Sex, botany and melodrama

Sex, botany and melodrama

In Proteus, gay Canadian director John Greyson and South African activist Jack Lewis tell an interracial gay love story set in South Africa and Amsterdam in the early 18th century. Rijkhaart Jacobsz, a white Dutch sailor, and Claas Blank, a Hottentot servant, were imprisoned on Cape Town’s notorious Robben Island between 1718 and 1735. Jack Lewis stumbled upon the original transcript of Jacobsz and Blank’s trial for sodomy and knew he had a little-known true story with contemporary ramifications. The story also revolves around the quest by closeted Scottish botanist Virgil Niven who, whilst working for famous Swedish botanist Linnaeus, tried to name and cultivate all the sub-species of the South African plant once known as sugarbush and now identified as protea.

Proteus is somewhat of a new direction for Greyson, a gay-themed historical epic that also explores sex, race, politics and botany. He has had an interesting career that includes video shorts about gay issues such as The AIDS Epidemic (1987), AIDS-themed musicals such as The Making Of Monsters (1991) and Zero Patience as well as features such as Pissoir (1989), Lilies (1996) and The Law Of Enclosures (2000). He has won a Teddy in Berlin twice. Many Sydneysiders may have seen Lilies, his most successful film to date.

Greyson and Lewis use deliberate anachronisms, such as 1960s typists and Nazi-style guards, to create a resonance with modern times. This is not an entirely successful ploy, becoming merely confusing at times. However, the cinematography is one of the film’s strongest features. Bleached and pared back, the photography allows the audience to feel the stark desolation and isolation of Robben Island, where two men struggle to find love. There is no shortage of sex either. Proteus is at times funny, poignant and horrific.

Cult director Guy Maddin continues the Canadian focus of the festival this year. Maddin is a Winnipeg native, the son of Icelanders, who says his showbiz career began as a child when he was given a piggyback by Bing Crosby. His movie, The Saddest Music In The World, is based on an original screenplay by Kazuo Ishiguro (Remains Of The Day) and continues Maddin’s exploration of melancholy, melodrama and male jealousy.
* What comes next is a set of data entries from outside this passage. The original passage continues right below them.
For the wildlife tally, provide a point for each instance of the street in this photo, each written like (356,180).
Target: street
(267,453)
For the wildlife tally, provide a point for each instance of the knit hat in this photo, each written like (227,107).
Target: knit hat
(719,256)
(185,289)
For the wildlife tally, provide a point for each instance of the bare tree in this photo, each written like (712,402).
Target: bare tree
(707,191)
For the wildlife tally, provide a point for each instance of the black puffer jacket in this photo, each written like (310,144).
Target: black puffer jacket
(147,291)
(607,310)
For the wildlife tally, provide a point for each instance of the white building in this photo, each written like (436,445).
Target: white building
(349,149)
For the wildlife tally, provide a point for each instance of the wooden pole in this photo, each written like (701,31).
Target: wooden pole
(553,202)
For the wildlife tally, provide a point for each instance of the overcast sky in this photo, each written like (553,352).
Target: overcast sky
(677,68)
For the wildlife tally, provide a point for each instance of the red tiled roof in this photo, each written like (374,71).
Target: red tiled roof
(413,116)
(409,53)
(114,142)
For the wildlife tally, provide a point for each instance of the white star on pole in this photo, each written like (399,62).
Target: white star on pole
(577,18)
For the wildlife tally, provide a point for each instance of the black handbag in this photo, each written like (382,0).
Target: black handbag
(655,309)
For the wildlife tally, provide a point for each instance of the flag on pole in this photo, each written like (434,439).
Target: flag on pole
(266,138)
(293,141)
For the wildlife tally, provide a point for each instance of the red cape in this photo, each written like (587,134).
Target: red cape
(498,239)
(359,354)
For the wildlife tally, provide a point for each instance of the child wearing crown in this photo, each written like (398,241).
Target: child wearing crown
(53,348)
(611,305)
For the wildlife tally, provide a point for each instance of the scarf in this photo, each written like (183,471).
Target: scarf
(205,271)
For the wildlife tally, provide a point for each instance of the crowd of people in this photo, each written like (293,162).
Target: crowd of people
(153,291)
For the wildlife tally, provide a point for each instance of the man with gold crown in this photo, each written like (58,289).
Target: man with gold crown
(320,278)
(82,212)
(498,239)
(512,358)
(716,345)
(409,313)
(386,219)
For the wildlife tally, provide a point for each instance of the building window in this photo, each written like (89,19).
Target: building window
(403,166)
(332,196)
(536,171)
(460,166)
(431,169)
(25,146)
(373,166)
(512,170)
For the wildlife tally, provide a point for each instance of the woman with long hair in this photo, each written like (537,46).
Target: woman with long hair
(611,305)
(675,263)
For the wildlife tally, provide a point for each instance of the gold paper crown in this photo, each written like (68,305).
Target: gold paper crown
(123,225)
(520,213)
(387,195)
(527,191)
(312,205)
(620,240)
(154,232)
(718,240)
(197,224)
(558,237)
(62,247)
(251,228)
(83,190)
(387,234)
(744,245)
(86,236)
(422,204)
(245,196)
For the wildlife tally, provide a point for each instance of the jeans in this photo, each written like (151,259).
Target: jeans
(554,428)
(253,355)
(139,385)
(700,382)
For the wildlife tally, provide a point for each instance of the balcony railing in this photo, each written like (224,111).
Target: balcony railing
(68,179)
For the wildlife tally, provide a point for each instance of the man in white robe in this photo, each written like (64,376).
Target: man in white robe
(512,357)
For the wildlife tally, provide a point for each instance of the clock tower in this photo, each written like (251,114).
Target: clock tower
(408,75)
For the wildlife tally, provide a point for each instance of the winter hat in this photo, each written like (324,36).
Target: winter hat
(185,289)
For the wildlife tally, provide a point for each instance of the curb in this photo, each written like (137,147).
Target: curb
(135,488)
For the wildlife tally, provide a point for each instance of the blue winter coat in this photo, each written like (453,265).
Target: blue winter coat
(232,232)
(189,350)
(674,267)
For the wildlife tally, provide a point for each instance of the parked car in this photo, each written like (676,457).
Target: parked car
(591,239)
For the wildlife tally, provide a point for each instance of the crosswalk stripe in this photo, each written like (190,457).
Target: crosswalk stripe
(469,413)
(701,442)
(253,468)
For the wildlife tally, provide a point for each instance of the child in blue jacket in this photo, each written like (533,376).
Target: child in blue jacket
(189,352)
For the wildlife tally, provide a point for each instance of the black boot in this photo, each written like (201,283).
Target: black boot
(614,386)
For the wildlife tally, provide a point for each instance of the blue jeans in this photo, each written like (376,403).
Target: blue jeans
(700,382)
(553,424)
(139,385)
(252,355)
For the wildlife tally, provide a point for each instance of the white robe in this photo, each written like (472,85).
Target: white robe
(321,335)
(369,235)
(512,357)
Maddin, who is 48, has made 26 films since he turned 30, some with great titles such as Sissy Boy Slap Party and The Cock Crew. For a long time he was obsessed with silent films and his early work earned him the title of successor to Lang and Murnau. The Saddest Musical In The World is his first musical and his first to feature a major star, in this case Isabella Rossellini, who plays a legless beer baroness.

The film is ostensibly set during January (think ice floes!) in Depression-era Winnipeg where a competition is being run to find the world’s saddest music, a.k.a. the world’s most hard-done-by history. This is Maddin at his most full-blown level of camp expressionism, a sort of Marx brothers level of eccentricity and lunacy set to music with a melancholic sub-theme. The film is shot in grainy black and white to look like Nosferatu crossed with Metropolis.

At times The Saddest Music is a slow, confusing and tortured take on nothingness with an anti-American veneer. Still, you are probably unlikely to see Isabella Rossellini in a Nero-esque role with glass, beer-filled legs again either.

Other gay and lesbian films in the festival include the highly anticipated lesbian film, Prey For Rock And Roll, directed by Alex Steyermark and starring Gina Gershon (Bound) as a singer and guitarist in an all-girl rock band based in LA; the Spanish feature Bear Cub, directed by Miguel Albaladejo; and the short With What Should I Wash It?
Also of interest is the very camp Intimate Confessions Of A Chinese Courtesan; the melodramatic classic German silent film The Merry Widow directed by Erich von Stroheim; The Nomi Song; and of course De-lovely, Irwin Winkler’s musical portrait of Cole Porter featuring cameos by Robbie Williams, Elvis Costello and Natalie Cole.

Proteus screens at Dendy Opera Quays on Sunday 20 June at 8:30pm and again on Thursday 24 June at 4:20pm. The Saddest Music In The World screens at the State Theatre on Friday 18 June at 8:50pm and again on Wednesday 23 June at 2:50pm.